With Abbott in the wings spoiling for a street brawl, what hope is there that Malcolm Turnbull, Josh Frydenberg, and other less cantankerous Coalition members will be able to counter the Abbott faction to reach a consensus? None.

Turnbull has another adversary in the climate wars when one adds into the mix the Greens who believe the Finkel plan falls short. They want to see coal mining eliminated and coal fired electricity generation phased out rapidly.

Even Labor, which has pledged cooperation with the Coalition, has its doubts. It is already heralding a revision of the Clean Energy Target when in power to make it more stringent. Moreover, its climate change spokesman Mark Butler said the Opposition could never support a CET that allowed so-called clean coal to be deemed a low emissions technology.

But Turnbull’s main adversaries are in his own party. Headed by the argumentative Abbott, about a third of the party room (but only twelve Liberals) spoke against the Finkel Review when it met to discuss the Review. About a third spoke in favour, and the rest were undecided. Several argued that Finkel’s CET was ‘too close’ to that of Labor, and therefore unacceptable, illustrating how pathetic this conflict has become. Abbott’s anti-Finkel henchmen include most of the usual suspects: Kevin Andrews, Ian Macdonald, Craig Kelly, Andrew Hastie, Chris Back, Rowan Ramsay, Russell Broadbent, Angus Taylor and Tony Pasin.

Bernard Keane of Crikey summed up the situation and Turnbull’s dilemma aptly:
"It’s all over but the shouting — Tony Abbott has signed the government’s death warrant by creating disunity within the Coalition over the Finkel review. For as the battle-scarred Labor opposition is so fond of saying: we’ve seen this movie before, and there’s nothing to suggest it will end any differently this time.

"Abbott knows the old maxim ‘disunity is death’ is more than a glib three-word slogan – it’s an undeniable political reality. But once again, a petulant and embittered former leader has judged his revenge is more important than the interests of the party to which he pledged fealty and the nation he swore to serve.

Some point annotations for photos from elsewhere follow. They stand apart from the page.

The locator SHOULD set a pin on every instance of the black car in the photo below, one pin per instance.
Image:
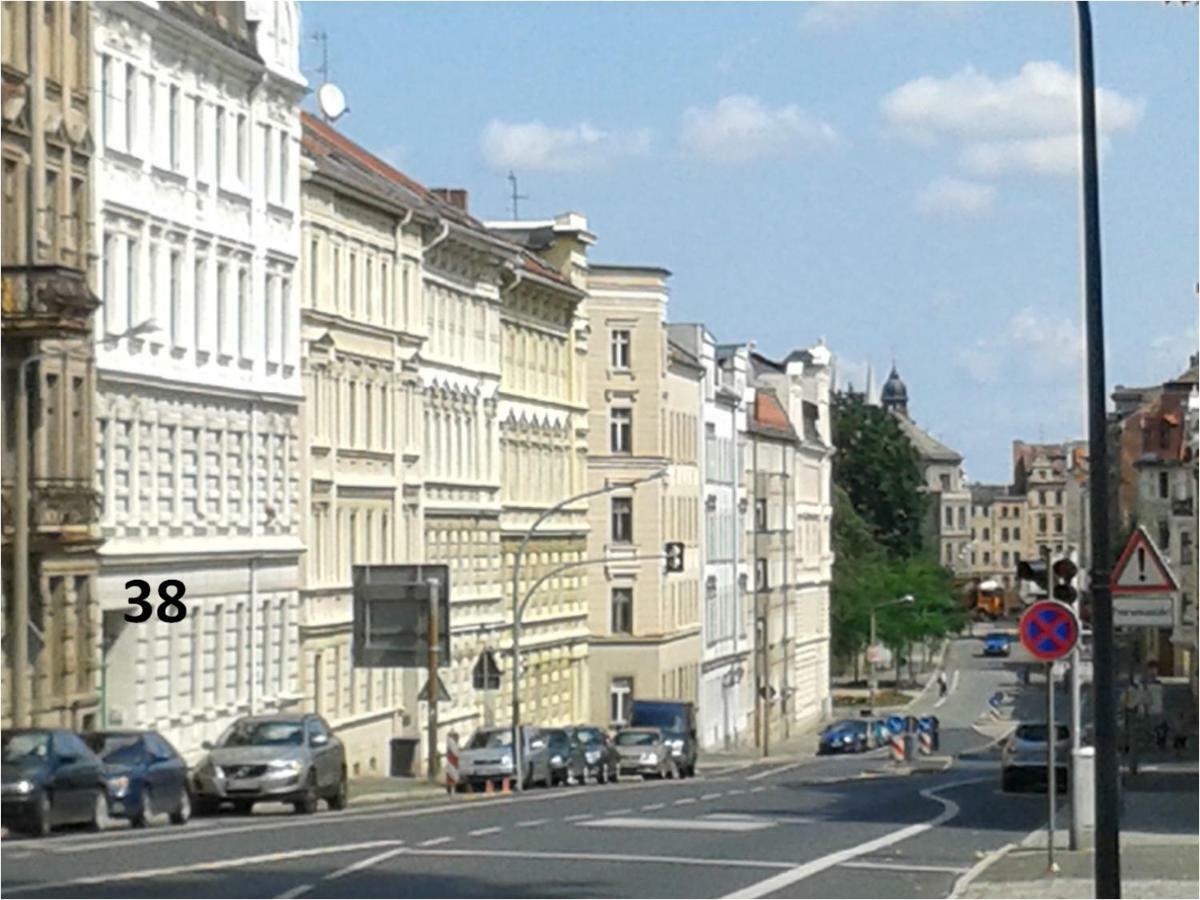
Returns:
(51, 778)
(568, 765)
(849, 736)
(601, 757)
(144, 774)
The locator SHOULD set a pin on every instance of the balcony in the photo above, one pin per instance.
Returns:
(47, 301)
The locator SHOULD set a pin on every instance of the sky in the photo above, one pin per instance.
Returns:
(899, 180)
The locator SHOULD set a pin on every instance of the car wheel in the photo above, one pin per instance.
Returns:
(40, 825)
(139, 817)
(100, 819)
(307, 802)
(341, 795)
(183, 810)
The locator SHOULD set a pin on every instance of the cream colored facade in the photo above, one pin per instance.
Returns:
(645, 403)
(361, 330)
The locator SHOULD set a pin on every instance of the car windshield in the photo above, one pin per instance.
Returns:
(117, 748)
(667, 718)
(1038, 732)
(485, 739)
(636, 738)
(27, 745)
(264, 733)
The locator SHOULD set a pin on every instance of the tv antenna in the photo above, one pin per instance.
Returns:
(330, 100)
(516, 197)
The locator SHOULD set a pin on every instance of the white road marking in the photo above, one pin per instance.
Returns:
(604, 858)
(805, 870)
(905, 867)
(237, 863)
(364, 864)
(678, 825)
(298, 891)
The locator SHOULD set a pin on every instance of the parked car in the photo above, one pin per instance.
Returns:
(996, 645)
(568, 765)
(287, 757)
(144, 775)
(487, 757)
(603, 761)
(645, 751)
(849, 736)
(676, 720)
(1023, 760)
(51, 778)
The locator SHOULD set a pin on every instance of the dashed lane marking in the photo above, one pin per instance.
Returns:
(217, 865)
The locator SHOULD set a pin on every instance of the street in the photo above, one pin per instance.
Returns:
(840, 826)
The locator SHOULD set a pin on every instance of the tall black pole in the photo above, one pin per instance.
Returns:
(1108, 773)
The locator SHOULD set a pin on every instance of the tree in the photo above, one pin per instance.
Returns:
(880, 471)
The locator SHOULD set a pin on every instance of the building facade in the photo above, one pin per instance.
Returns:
(645, 407)
(197, 419)
(361, 331)
(52, 661)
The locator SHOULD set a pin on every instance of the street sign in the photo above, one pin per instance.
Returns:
(1049, 630)
(1141, 569)
(391, 615)
(443, 694)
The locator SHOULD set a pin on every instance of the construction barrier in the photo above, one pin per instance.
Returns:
(451, 762)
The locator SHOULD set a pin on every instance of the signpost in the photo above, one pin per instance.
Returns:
(1144, 587)
(1049, 631)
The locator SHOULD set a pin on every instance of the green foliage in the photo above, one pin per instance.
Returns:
(880, 471)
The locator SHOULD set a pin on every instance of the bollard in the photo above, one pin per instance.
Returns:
(451, 762)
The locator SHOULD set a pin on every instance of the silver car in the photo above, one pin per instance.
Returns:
(487, 757)
(643, 751)
(282, 759)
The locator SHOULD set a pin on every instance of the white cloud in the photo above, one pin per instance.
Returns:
(1032, 346)
(953, 196)
(1029, 123)
(534, 147)
(741, 129)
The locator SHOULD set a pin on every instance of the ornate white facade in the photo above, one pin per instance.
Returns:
(197, 193)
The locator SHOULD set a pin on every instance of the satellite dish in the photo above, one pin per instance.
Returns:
(331, 101)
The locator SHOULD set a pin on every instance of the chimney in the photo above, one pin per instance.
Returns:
(455, 196)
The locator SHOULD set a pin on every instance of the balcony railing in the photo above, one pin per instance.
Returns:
(47, 300)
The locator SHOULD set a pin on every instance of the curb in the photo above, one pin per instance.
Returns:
(978, 869)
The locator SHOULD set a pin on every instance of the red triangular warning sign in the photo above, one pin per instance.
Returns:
(1141, 569)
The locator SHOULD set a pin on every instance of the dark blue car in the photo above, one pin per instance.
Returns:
(144, 774)
(850, 736)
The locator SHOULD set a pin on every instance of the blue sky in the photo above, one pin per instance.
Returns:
(898, 179)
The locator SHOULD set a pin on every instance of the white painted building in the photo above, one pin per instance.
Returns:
(726, 669)
(197, 192)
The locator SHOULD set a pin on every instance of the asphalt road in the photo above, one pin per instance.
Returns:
(827, 827)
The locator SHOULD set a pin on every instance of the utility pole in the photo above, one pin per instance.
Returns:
(1108, 771)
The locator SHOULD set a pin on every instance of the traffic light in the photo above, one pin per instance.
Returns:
(673, 552)
(1065, 573)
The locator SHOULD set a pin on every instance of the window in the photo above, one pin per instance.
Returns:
(173, 126)
(621, 700)
(621, 430)
(623, 520)
(621, 341)
(622, 611)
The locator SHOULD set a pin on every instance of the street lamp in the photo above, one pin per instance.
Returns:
(874, 678)
(21, 684)
(519, 604)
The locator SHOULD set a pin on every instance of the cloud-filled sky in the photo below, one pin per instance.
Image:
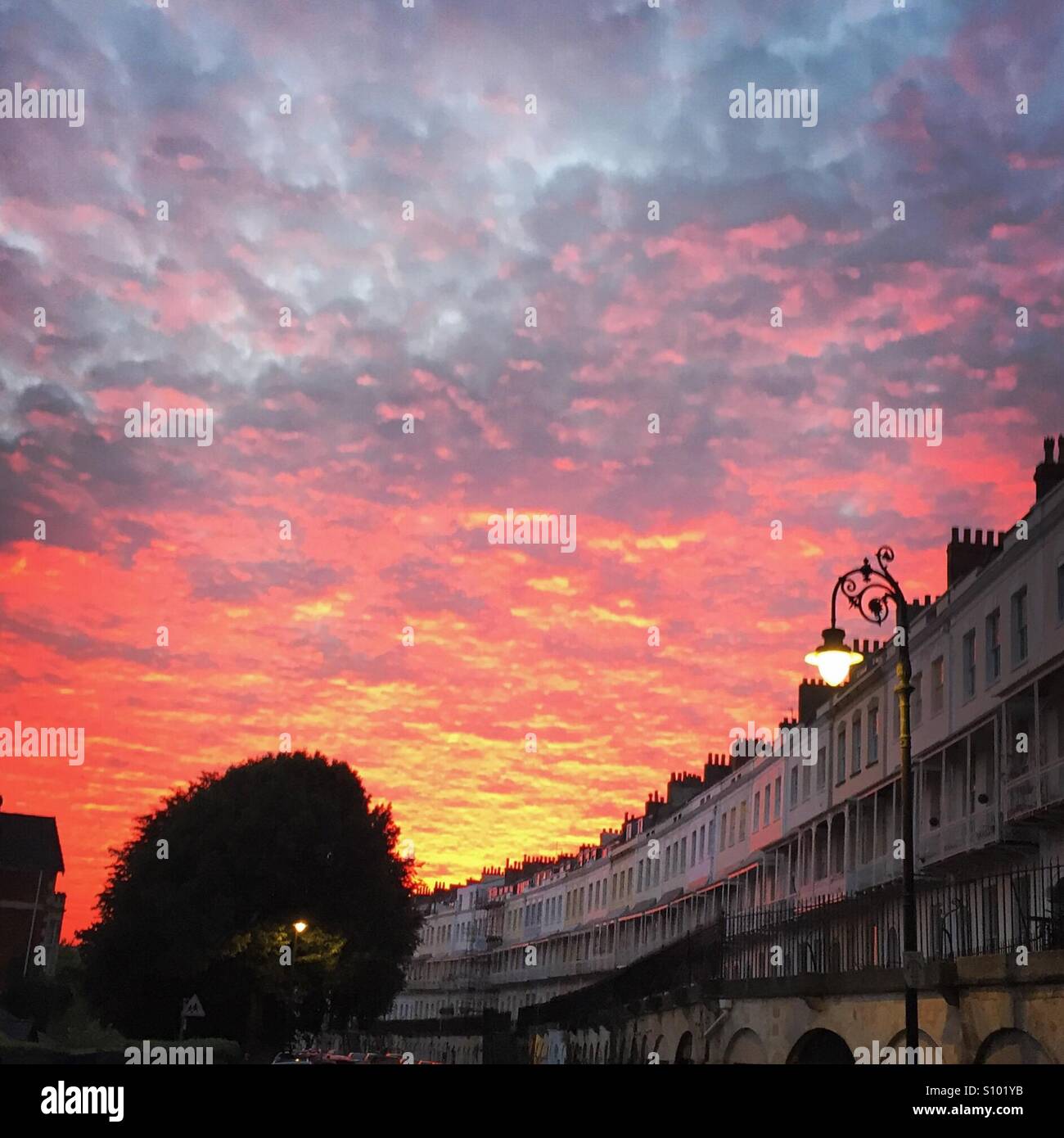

"And on polling day, voters will again express their disdain – not only for the perpetrator but the subject of his vengeance – by tossing out another ‘chaotic’ government because it can’t keep its house in order.

"The Coalition’s debate over the Finkel review appears to be about electricity prices, but it’s really about killing off Turnbull’s attempt to redeem himself with voters through an integrated energy and emissions policy.

"Just as Abbott did with Julia Gillard’s emissions reduction policy, the former PM is trying to provoke voter (and backbench) anxiety about Finkel’s Clean Energy Target by claiming it will increase the cost of living."
Tongue in cheek, Keane suggests a solution – that Turnbull resign and hand the keys of The Lodge to Bill Shorten – but, knowing that will not happen, says:
”However, there is a way that Malcolm Turnbull can emerge from the conflagration that is yet to come with what little remains of his integrity.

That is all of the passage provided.